Term (link to details) |
Short description |
Candidate Pair |
A candidate pair is a pair of code fragments
for which there is some information regarding whether or not one is a
clone of the other. The information may be that
the pair is in fact a
clone pair, but it could also be that the
pair is not a clone pair.
|
Code Fragment |
A code fragment is any contiguous sequence of
text lines in a source code file.
|
Clone |
One code fragment is a clone of another
fragment if it is conceivable that a rational developer created one
fragment by copying (and possibly modifying) the other.
|
Clone Pair |
A clone pair is a pair of code fragments
for which there is some evidence that one fragment is a
clone of the other. That is, it is a
candidate pair where the information
is in support of the clone relationship existing.
|
Cluster |
A cluster is a set of code fragments
where, for every code fragment, there is at least one other code
fragment such that the two fragments together are a
clone pair. Note that this is the
"connected component" definition. The "clique" variant would require
that every pair of code fragments form a clone pair, but this
variant is not used in the Collection.
|
Confidence Level
|
Confidence level is an ordinal-scale value indicating the degree of
confidence regarding some datum.
|
ELOC |
"Executable" lines of code --- lines that are not blank,
are not entirely comments, and contain more than braces. |
Master File |
This is the authoritative data source for
clone information.
There is one for each system version.
|
Provenance |
Provenance
in the context of the Collection, refers to identifying the origin and
(ideally) processes for creating the data that provides supporting
evidence for the clone data.
|
Clone type |
There have been several classifications proposed for code clones,
the one that seems to be referred to the most is the clone 'type'.
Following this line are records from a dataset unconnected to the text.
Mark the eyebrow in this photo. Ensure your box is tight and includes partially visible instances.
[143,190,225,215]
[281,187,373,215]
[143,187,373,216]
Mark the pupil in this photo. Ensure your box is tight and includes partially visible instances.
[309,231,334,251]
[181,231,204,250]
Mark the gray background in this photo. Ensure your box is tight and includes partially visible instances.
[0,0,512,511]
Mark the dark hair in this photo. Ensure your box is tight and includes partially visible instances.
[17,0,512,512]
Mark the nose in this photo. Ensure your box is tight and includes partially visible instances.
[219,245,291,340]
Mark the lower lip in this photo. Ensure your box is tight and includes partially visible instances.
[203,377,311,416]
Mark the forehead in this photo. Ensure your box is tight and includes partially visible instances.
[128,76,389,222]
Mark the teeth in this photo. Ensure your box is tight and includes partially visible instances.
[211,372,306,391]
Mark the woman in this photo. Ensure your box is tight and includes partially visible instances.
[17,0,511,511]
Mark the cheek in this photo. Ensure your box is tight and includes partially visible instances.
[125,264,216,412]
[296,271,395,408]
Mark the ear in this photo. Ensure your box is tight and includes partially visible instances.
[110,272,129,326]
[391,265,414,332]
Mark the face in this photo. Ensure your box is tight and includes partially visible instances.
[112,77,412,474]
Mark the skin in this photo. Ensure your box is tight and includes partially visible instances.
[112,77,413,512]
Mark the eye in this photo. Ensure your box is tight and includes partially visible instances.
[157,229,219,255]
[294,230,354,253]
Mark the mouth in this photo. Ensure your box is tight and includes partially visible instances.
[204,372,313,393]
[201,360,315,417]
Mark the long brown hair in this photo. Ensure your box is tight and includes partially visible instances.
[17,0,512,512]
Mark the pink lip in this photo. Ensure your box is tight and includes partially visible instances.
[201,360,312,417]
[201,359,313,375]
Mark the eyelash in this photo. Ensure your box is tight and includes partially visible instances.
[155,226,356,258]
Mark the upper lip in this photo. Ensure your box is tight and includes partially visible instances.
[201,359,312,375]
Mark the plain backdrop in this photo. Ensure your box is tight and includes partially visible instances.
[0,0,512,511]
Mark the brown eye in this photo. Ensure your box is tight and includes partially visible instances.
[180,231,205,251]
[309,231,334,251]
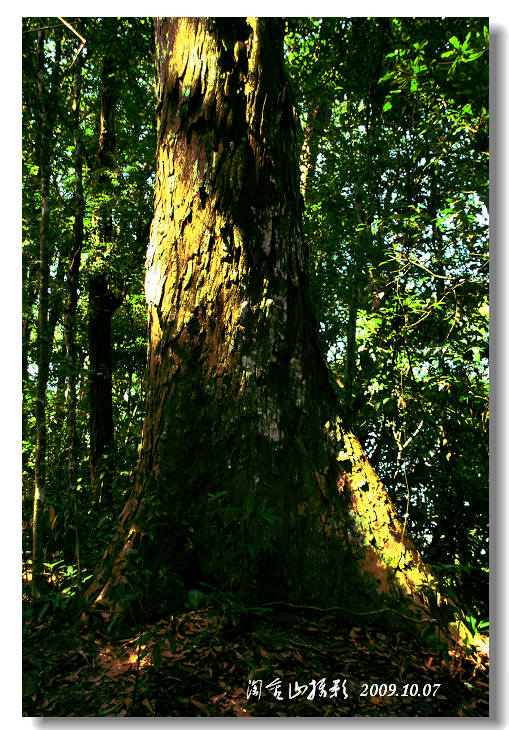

The categories in this classification are Type-1
Type-2, Type-3, and
Type-4 (definitions taken from
Roy et
al.). There is not unanimous agreement on these categories,
especially what's in Type-3 and Type-4 is not considered in the
Collection.
|
Type-1 clone |
Identical code fragments except for variations in whitespace, layout and
comments.
|
Type-2 clone |
Syntactically identical fragments except for variations in
identifiers, literals, types, whitespace, layout and comments.
|
Type-3 clone |
Copied fragments with further modifications such as changed,
added or removed statements, in addition to variations in identifiers,
literals, types, whitespace, layout and comments.
|
Type-4 clone |
Two or more code fragments that perform the same computation
but are implemented by different syntactic variants.
|